Carlo Papini, dottore in giurisprudenza di Genova, è stato per oltre trent'anni il direttore editoriale della Casa Editrice Claudiana delle Chiese evangeliche. Da vent'anni si dedica allo studio della Sindone ed ha pubblicato già diversi saggi e articoli in proposito. Il suo studio si è principalmente incentrato sugli aspetti storici che riguardano la poco probabile esistenza della Sindone nei primi secoli dopo Cristo. La cultura ebraica dell'epoca considerava impuri gli oggetti che erano stato a contatto con dei cadaveri, ed è poco plausibile che qualcuno abbia raccolto il lenzuolo sindonico per conservarlo, ancor meno se si pensa alla presenza di sangue su di esso. C'è da notare oltretutto l'assoluta mancanza di interesse da parte degli uomini dell'epoca nei confronti delle reliquie. Un testo che spesso viene citato dagli autenticisti per "dimostrare" che la Sindone fu conservata è un vangelo apocrifo, chiamato "Vangelo degli Ebrei" (del quale - tra l'altro - non si possiede più l'originale ma solo delle citazioni di Gerolamo). Ad un certo punto l'anonimo autore scrive: "Dopo aver dato la sindone al servo del sacerdote, Gesù apparve a Giacomo". Il termine "sindone" a quell'epoca stava ad indicare una tunica, una veste sacerdotale. Il gesto di "dare la sindone" a qualcuno simboleggiava il conferimento di un potere particolare, come se si trattasse di una vestizione rituale. La "sindone" cui si fa riferimento nel testo non è, dunque, il lenzuolo funebre con cui sarebbe stato coperto il corpo di Gesù, ma una tunica sacerdotale.

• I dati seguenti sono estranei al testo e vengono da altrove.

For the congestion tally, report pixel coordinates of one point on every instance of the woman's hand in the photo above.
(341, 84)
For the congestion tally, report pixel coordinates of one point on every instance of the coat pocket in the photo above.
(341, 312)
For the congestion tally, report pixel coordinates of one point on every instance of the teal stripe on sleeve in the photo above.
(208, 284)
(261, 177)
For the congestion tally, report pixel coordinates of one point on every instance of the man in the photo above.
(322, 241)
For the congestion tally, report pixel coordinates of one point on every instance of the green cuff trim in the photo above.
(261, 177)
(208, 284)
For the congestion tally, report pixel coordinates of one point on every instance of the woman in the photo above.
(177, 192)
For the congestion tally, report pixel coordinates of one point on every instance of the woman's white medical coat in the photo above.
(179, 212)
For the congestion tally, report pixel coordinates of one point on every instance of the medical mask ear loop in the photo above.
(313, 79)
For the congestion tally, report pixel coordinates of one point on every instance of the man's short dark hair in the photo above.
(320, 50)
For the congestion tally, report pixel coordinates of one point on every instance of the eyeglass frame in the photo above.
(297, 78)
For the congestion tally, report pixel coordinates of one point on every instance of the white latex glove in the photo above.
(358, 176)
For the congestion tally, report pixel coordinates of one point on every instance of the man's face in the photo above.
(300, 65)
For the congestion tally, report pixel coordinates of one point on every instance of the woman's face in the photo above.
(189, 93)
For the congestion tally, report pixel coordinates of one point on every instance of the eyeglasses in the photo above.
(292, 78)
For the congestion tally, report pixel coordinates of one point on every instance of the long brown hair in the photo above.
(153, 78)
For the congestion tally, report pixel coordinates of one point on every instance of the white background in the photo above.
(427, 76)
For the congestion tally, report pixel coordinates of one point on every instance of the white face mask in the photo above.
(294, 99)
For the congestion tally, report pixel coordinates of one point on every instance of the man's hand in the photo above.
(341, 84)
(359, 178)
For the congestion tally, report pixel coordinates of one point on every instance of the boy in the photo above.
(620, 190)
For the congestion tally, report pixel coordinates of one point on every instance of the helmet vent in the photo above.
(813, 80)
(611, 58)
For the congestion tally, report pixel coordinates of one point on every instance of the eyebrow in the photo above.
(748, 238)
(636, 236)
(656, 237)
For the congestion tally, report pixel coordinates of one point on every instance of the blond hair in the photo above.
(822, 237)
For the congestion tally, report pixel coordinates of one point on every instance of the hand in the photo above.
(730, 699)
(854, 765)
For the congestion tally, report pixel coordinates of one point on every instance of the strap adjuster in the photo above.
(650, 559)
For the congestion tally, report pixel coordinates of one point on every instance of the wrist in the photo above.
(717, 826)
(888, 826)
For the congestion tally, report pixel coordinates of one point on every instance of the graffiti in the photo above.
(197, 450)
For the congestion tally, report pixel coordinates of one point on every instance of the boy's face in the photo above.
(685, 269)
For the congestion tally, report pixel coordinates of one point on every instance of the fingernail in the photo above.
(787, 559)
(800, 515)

Papini inoltre cita alcuni manoscritti sui quali viene provata l'origine mediorientale della Sindone: Goffredo di Charny avrebbe ricevuto la Sindone nel 1346 a Smirne, al termine della crociata dell'ultimo delfino di Vienna Umberto II. Tale origine spiegherebbe la presenza di pollini provenienti dall'oriente, regione dove esistevano addirittura officine specificamente nate per la realizzazione di reliquie. In conclusione Papini auspica che i lavori di Vittorio Pesce Delfino, ingiustamente ignorati dalla Sindonologia ufficiale, vengano ripresi, che i suoi esperimenti volti a riprodurre l'impronta sindonica siano ripetuti con materiale più simile al tessuto della Sindone e soprattutto ha sottolineato il fatto che le immagini create dell'antropologo di Bari sono in tutto e per tutto simili per la loro natura fisica a quella sindonica: tridimensionale, superficiale, adirezionale e fluorescente.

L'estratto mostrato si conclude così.